Dolkun is a former student-leader of the pro-democracy demonstrations at Xinjiang University in 1988. He received a Master’s degree in Politics and Sociology from Gazi University in Turkey and a degree in Computer Science in Munich, Germany. After enduring persecution from the Chinese government, Isa fled China in 1994 and sought asylum in Europe, and became a citizen of Germany in 2006. In April 2004, he also played an important role in the establishment of the World Uyghur Congress and was elected General Secretary. He has since been presenting Uyghur human rights issues to the UN Human Rights Council, European Parliament, European governments and international human rights organizations. Dolkun Isa is the current President of the World Uyghur Congress.

Dr. Siddiq Wahid

Program Advisor

Dr. Siddiq Wahid is currently a Senior Visiting Fellow at the Centre for Policy Research (CPR) in New Delhi and Adjunct Fellow at the Institute of Chinese Studies (ICS) in Delhi. He has been Director, UNESCO Madanjeet Singh Institute of Kashmir Studies at the University of Kashmir. Previous to that he was the Founding Vice Chancellor of Islamic University of Science & Technology, Kashmir and Maharaja Gulab Singh Chair Professor of Modern History at the University of Jammu. He has taught in the United States and India, and has lectured widely in South Asia, Europe and the United States in his field of study. He received his PhD in the field of Inner Asian and Altaic Studies at Harvard University where he specialized in Tibetan and Central Asian political History.
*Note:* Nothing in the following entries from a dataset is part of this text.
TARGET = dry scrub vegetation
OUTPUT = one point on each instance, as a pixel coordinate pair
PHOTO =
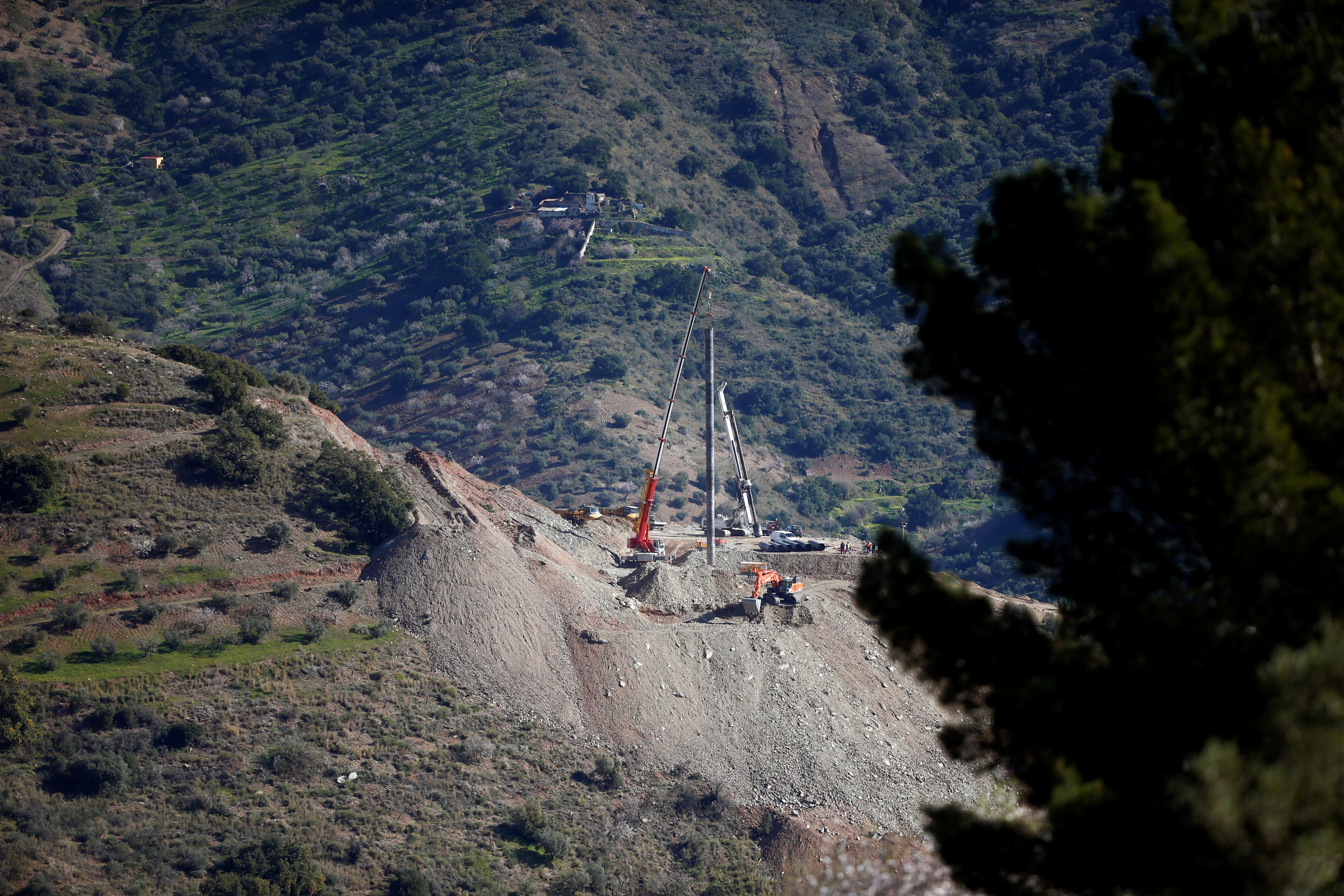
(148, 785)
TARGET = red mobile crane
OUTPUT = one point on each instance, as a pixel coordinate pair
(644, 547)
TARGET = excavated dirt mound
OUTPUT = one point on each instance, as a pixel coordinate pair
(812, 565)
(796, 708)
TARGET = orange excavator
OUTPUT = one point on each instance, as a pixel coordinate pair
(647, 549)
(772, 587)
(776, 589)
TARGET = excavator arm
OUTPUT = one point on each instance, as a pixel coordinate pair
(765, 578)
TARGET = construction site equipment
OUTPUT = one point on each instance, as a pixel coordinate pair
(632, 514)
(646, 547)
(776, 589)
(787, 543)
(744, 517)
(710, 479)
(583, 514)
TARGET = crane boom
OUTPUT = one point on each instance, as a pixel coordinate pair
(746, 504)
(642, 543)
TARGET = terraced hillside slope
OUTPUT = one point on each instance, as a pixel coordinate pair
(347, 193)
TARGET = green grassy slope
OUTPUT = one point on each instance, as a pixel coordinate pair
(109, 797)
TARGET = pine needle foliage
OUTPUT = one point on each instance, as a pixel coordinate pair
(1158, 365)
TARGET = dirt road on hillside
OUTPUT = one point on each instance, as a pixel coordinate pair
(61, 244)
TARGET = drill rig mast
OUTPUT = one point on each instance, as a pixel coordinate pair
(644, 547)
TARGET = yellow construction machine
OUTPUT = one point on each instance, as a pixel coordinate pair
(581, 514)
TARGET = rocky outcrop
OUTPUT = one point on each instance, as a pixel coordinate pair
(796, 708)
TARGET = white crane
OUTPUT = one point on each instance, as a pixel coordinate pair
(745, 516)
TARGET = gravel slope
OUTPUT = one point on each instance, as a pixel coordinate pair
(798, 708)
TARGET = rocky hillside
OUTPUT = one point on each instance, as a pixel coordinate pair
(335, 190)
(798, 710)
(518, 708)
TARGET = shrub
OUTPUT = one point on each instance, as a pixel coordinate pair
(253, 629)
(409, 882)
(690, 164)
(527, 818)
(292, 758)
(180, 735)
(234, 452)
(199, 543)
(347, 594)
(607, 770)
(553, 841)
(288, 382)
(695, 850)
(742, 175)
(72, 616)
(103, 646)
(680, 218)
(478, 749)
(17, 708)
(27, 638)
(277, 534)
(367, 504)
(925, 509)
(609, 366)
(273, 867)
(53, 578)
(94, 774)
(597, 876)
(572, 883)
(101, 718)
(593, 150)
(405, 379)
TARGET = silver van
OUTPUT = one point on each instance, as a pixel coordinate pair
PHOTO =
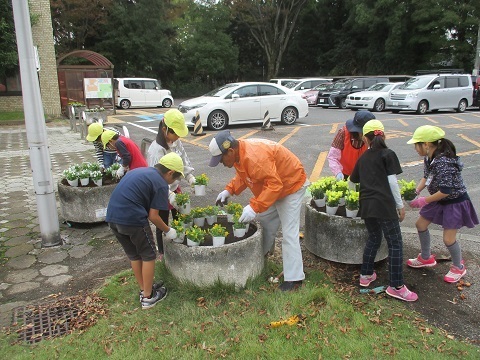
(141, 92)
(432, 92)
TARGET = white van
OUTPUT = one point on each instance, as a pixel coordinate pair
(141, 92)
(432, 92)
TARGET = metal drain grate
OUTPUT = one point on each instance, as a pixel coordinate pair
(43, 322)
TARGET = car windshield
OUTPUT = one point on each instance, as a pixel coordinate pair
(292, 84)
(380, 87)
(416, 83)
(222, 90)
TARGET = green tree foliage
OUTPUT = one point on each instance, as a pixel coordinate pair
(207, 53)
(271, 23)
(8, 44)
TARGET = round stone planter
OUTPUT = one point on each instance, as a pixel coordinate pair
(84, 204)
(337, 238)
(232, 263)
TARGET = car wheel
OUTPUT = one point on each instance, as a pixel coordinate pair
(217, 120)
(166, 103)
(462, 105)
(125, 104)
(379, 105)
(422, 107)
(289, 116)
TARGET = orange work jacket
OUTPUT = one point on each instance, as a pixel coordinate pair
(269, 170)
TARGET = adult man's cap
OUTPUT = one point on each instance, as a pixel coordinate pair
(372, 125)
(107, 135)
(94, 131)
(172, 161)
(359, 120)
(175, 120)
(427, 133)
(219, 145)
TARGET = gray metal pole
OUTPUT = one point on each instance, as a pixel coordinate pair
(35, 126)
(476, 68)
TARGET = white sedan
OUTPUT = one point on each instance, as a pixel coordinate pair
(245, 103)
(374, 98)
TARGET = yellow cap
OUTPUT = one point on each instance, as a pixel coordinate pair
(175, 120)
(94, 131)
(107, 135)
(427, 133)
(372, 125)
(172, 161)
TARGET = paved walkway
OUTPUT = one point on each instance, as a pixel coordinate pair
(28, 271)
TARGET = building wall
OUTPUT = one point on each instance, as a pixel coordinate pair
(42, 33)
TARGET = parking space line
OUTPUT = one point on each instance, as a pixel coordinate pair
(317, 169)
(454, 117)
(247, 135)
(293, 132)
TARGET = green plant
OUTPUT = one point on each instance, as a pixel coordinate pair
(84, 174)
(197, 212)
(352, 200)
(195, 234)
(96, 175)
(233, 208)
(185, 218)
(407, 189)
(237, 224)
(317, 191)
(178, 226)
(201, 179)
(218, 230)
(211, 210)
(182, 199)
(333, 197)
(70, 174)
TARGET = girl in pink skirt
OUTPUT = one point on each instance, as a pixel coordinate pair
(447, 204)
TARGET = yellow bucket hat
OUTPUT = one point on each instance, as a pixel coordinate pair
(427, 133)
(175, 120)
(372, 125)
(94, 131)
(107, 135)
(172, 161)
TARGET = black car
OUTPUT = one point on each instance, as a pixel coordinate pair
(337, 95)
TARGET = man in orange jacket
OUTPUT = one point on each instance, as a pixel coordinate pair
(278, 182)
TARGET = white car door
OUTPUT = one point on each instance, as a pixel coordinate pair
(272, 100)
(246, 107)
(152, 95)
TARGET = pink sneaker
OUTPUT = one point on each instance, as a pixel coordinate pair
(455, 273)
(365, 280)
(419, 262)
(403, 293)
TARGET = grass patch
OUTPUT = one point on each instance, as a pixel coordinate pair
(220, 322)
(11, 115)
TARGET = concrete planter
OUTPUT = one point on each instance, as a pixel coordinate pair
(84, 204)
(337, 238)
(232, 263)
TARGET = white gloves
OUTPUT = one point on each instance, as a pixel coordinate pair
(191, 179)
(172, 199)
(121, 171)
(171, 234)
(247, 215)
(222, 198)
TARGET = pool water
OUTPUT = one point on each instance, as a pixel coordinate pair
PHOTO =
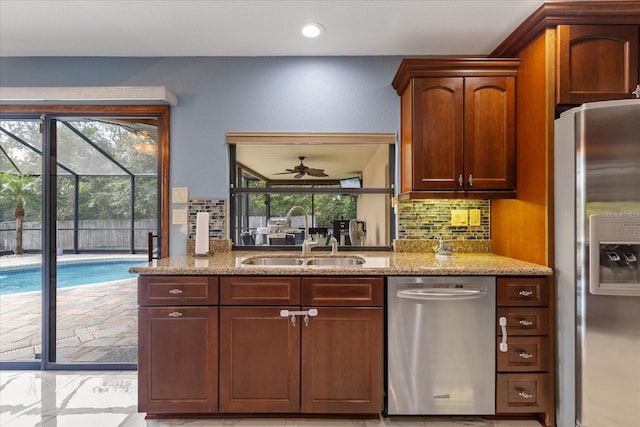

He has published widely in his fields of interest in India and the United States.

Geshe Beri Jigme Wangyal

Program Advisor

Geshe Beri Jigme Wangyal is a professor of literature and author of several books on various subjects ranging from poetry to biography and history. He was born in Tibet and arrived in India in 1989. In 2003 he was invited as a visiting scholar to Indiana University, United States, where he taught a course in the history department. He received his Geshe degree in Buddhist Philosophy in 2004 from the Drepung Monastery in Southern India. He served as a member of the Tibetan Parliament in exile in 2001. He has participated in various international conferences and has taught students from many countries around the world. He is the author of 21 books. Currently he serves as a teacher and chair of the literature department at Central University for Tibetan Studies in Varanasi, India.